O Código Penal (CP) tipifica o
crime de abuso de confiança quando alguém “ilegitimamente se apropriar de coisa
móvel ou animal que lhe tenha sido entregue por título não translativo da
propriedade” (ou seja, que tenha obtido sem operação regular e legal). Sendo o valor “consideravelmente elevado”, o agente
é punido com pena de prisão de 1 a 8 anos. E é para este valor que a decisão
instrutória aponta. O primeiro dos crimes de abuso de confiança para Salgado é
a transferência em outubro de 2011 de 4 milhões de euros com origem numa conta
do veículo na Suíça do GES, a ES Enterprises, para o paraíso fiscal Savoices, no
Panamá, controlada pelo arguido; o segundo é a transferência de 2,75 milhões da
ES Enterprises para a Green Emerald (de Helder Bataglia), na Suíça, para depois seguir em direção à Savoices,
de Salgado; e o terceiro é a transferência de 4,9 milhões de francos suíços (avaliada em
cerca de 4 milhões de euros). Em causa
está a saída desta verba duma conta de Henrique Granadeiro, antigo presidente
da Portugal Telecom, para a Begolino, offshore
controlada por Ricardo Salgado que estava localizada no Panamá.

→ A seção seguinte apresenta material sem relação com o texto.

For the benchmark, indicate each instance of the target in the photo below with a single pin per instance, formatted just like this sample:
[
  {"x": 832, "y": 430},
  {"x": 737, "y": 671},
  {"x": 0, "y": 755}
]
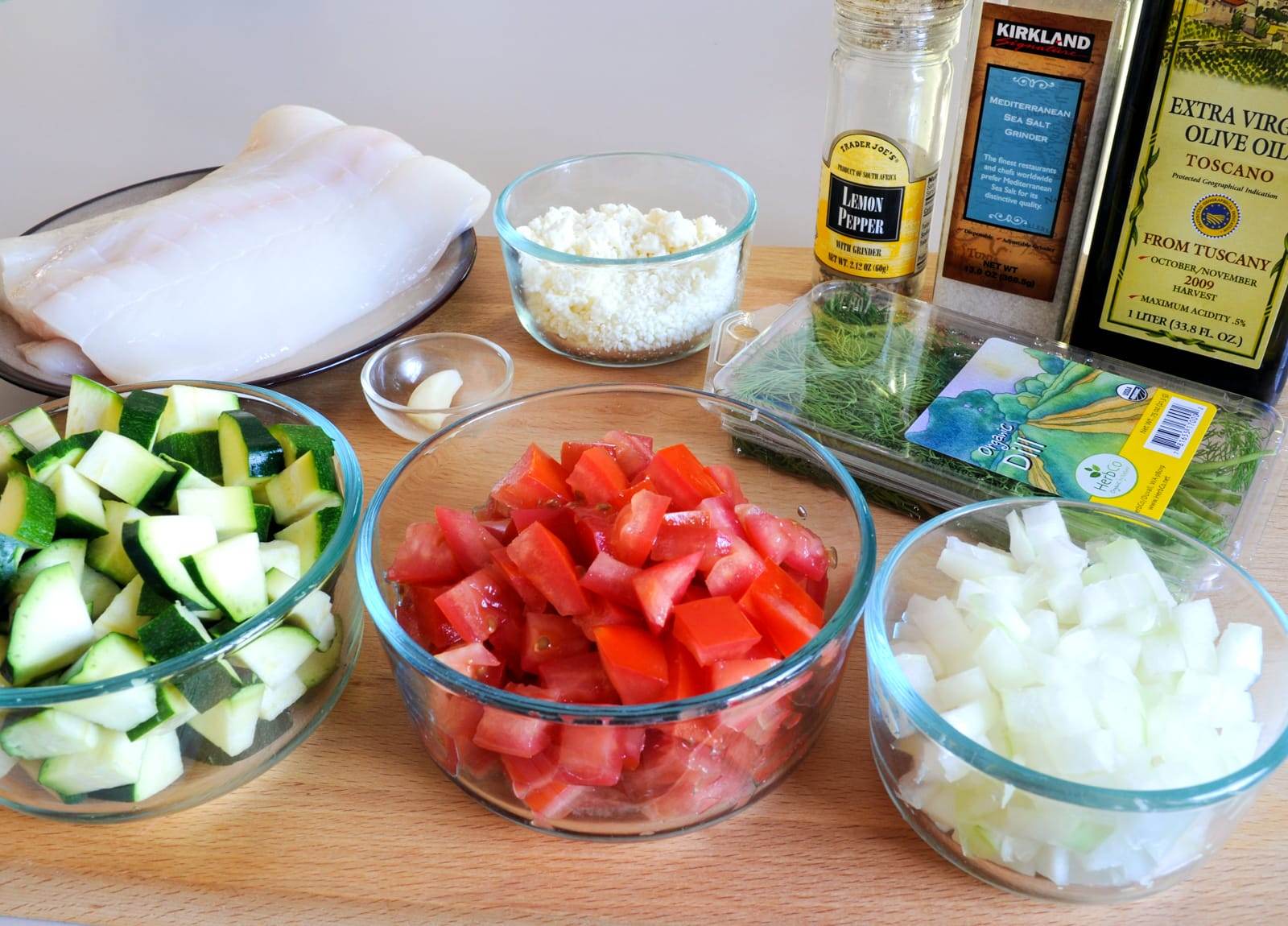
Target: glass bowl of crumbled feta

Entre os factos indiciados está a palavra central do ex-banqueiro: a gestão
do GES “esteve sempre centralizada no arguido Ricardo Salgado”, que era “quem
materialmente dirigia os destinos do GES, dispondo de total autonomia e
exclusividade”.
Além das empresas do grupo e outras sociedades que gravitavam à sua volta,
Salgado dispunha de sociedades constituídas em offshore e que utilizava na concretização de operações financeiras
no interesse pessoal ou para efetuar pagamentos, sem que fosse detetada a
origem, fundamento e destino, e com o objetivo de obstar ao seu manifesto
fiscal. Sabia que tais fundos pertenciam ao GES, que “não lhe eram devidos” e
que “não tinha direito a fazê-los seus”. E tinha “plena consciência de que agia
em oposição aos deveres profissionais”. Com essas transferências causou “perda
patrimonial” ao GES de cerca de 10 milhões de euros, que não foram restituídos.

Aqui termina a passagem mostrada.